The Company offers its products through its HMO subsidiaries, Oxford Health
Plans (NY), Inc. (“Oxford NY”), Oxford Health Plans (NJ), Inc. (“Oxford NJ”)
and Oxford Health Plans (CT), Inc. (“Oxford CT”), and through its insurance
subsidiaries, Oxford Health Insurance, Inc. (“OHI”) and Investors Guaranty
Life Insurance Company (“IGL”). OHI does business under accident and health
insurance licenses granted by the Departments of Insurance of New York and
Connecticut, the Department of Banking and Insurance of New Jersey and the
Commonwealth of Pennsylvania. IGL, a domestic California insurance company,
is licensed to write annuity, life and health insurance policies in most
states. The Company’s ancillary and specialty benefit plans are offered
primarily through Oxford Benefit Management, Inc. (“OBM”), a wholly-owned
subsidiary of the Company.
The Company is not dependent on any single employer or group of employers,
as the largest employer group contributed approximately 1.4% of total
premiums earned during 2003 and the ten largest employer groups contributed
approximately 5.3% of total premiums earned during 2003. The Company’s
Medicare revenue under its contracts with the federal Centers for Medicare
and Medicaid Services (“CMS”) represented approximately 12% of its premium
revenue earned during 2003.
Health Benefit Plans
Overview
The Company’s health benefit product lines include HMO, EPO, POS, PPO,
indemnity plans, and self-funded health plans with a full spectrum of
cost-share options and plan designs to meet the diverse needs of its
customers. For most of these products, the benefits to the members and the
reimbursement to the providers can be affected by whether the services are
provided by a “network participating provider” or a “non-participating
provider.” A network participating provider generally is one that has
entered into a contractual arrangement with Oxford, directly or indirectly,
to, among other things, accept certain pre-established compensation for
services rendered to Oxford members. Non-participating providers are
generally those that are not under contract with Oxford and, accordingly,
such non-participating providers have not agreed to any set level of
compensation. The contractual arrangements with the Company’s various health
care providers are described below under “Provider Arrangements”. Oxford
currently maintains two networks of participating providers for its
commercial business. The first is the Freedom network, which is Oxford’s
largest network of providers, and is offered in New York, New Jersey and
Connecticut (the “Tri-State Area”). The Company believes that the size and
quality of the providers in the Freedom network is one of its primary
competitive advantages. The second network is the Liberty network, which is
smaller than the Freedom network and is offered in New York and New Jersey.

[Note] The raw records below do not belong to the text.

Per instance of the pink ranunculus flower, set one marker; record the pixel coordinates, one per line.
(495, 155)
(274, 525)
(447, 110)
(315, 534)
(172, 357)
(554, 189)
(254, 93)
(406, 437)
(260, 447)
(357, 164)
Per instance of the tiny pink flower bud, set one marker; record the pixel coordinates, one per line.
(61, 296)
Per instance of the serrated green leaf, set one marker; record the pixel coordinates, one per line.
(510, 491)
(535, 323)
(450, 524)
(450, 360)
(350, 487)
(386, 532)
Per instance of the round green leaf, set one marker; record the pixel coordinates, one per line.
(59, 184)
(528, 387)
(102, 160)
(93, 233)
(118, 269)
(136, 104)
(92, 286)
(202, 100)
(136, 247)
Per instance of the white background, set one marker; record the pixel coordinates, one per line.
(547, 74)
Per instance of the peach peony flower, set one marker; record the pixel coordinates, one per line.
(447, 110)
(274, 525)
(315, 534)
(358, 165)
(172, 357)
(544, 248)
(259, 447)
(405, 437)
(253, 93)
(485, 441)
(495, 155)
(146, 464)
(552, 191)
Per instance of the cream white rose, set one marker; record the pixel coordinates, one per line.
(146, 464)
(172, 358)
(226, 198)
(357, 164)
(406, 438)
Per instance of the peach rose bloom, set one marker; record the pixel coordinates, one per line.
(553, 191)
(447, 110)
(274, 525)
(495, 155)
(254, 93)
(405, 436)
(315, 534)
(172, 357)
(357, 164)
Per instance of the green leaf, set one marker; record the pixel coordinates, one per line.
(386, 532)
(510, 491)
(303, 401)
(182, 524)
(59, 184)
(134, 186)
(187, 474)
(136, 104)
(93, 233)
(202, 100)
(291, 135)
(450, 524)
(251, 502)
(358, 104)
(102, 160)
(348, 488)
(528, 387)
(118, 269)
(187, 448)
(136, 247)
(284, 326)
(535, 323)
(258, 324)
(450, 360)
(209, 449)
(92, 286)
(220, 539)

The Company believes that the Liberty network is competitive in size and
quality to networks of certain other health plans in the metropolitan New
York City and New Jersey area. Lastly, Oxford covers certain out-of-area
employees of Tri-State Area employers. The benefits provided to these
out-of-area employees are provided on an in-network and out-of-network
basis, with the in-network portion being served by networks of providers
under contract with independent provider network companies that, in turn,
have contracted with Oxford. The networks of these independent provider
network companies occasionally serve Oxford covered employees of Tri-State
Area employers.
The provisions in each of the Company’s health benefit plans vary regarding
whether the member can receive coverage for services from non-participating
providers, what the financial impact to the member of doing so will be and
what benefits may be available to the member from a non-participating
provider. Most of the Company’s commercial plans are available with either
the Freedom network or the Liberty network as the primary network for
purposes of determining whether a provider is participating or
non-participating for that particular plan. The selection of the Liberty
network by an employer group usually results in lower premiums than
selection of the Freedom network. Under most of the Company’s products, the
benefits and corresponding costs, such as copayments, coinsurance and
deductibles, to the members are affected by whether the services are
provided by a participating or a non-participating provider. For example, in
Oxford’s POS plans described below, services rendered by a participating
physician are generally subject to lower member cost-sharing (copayments,
coinsurance and deductibles) than benefits obtained from non-participating
providers. The result is that services rendered by non-participating
providers will typically result in higher out-of-pocket costs for members.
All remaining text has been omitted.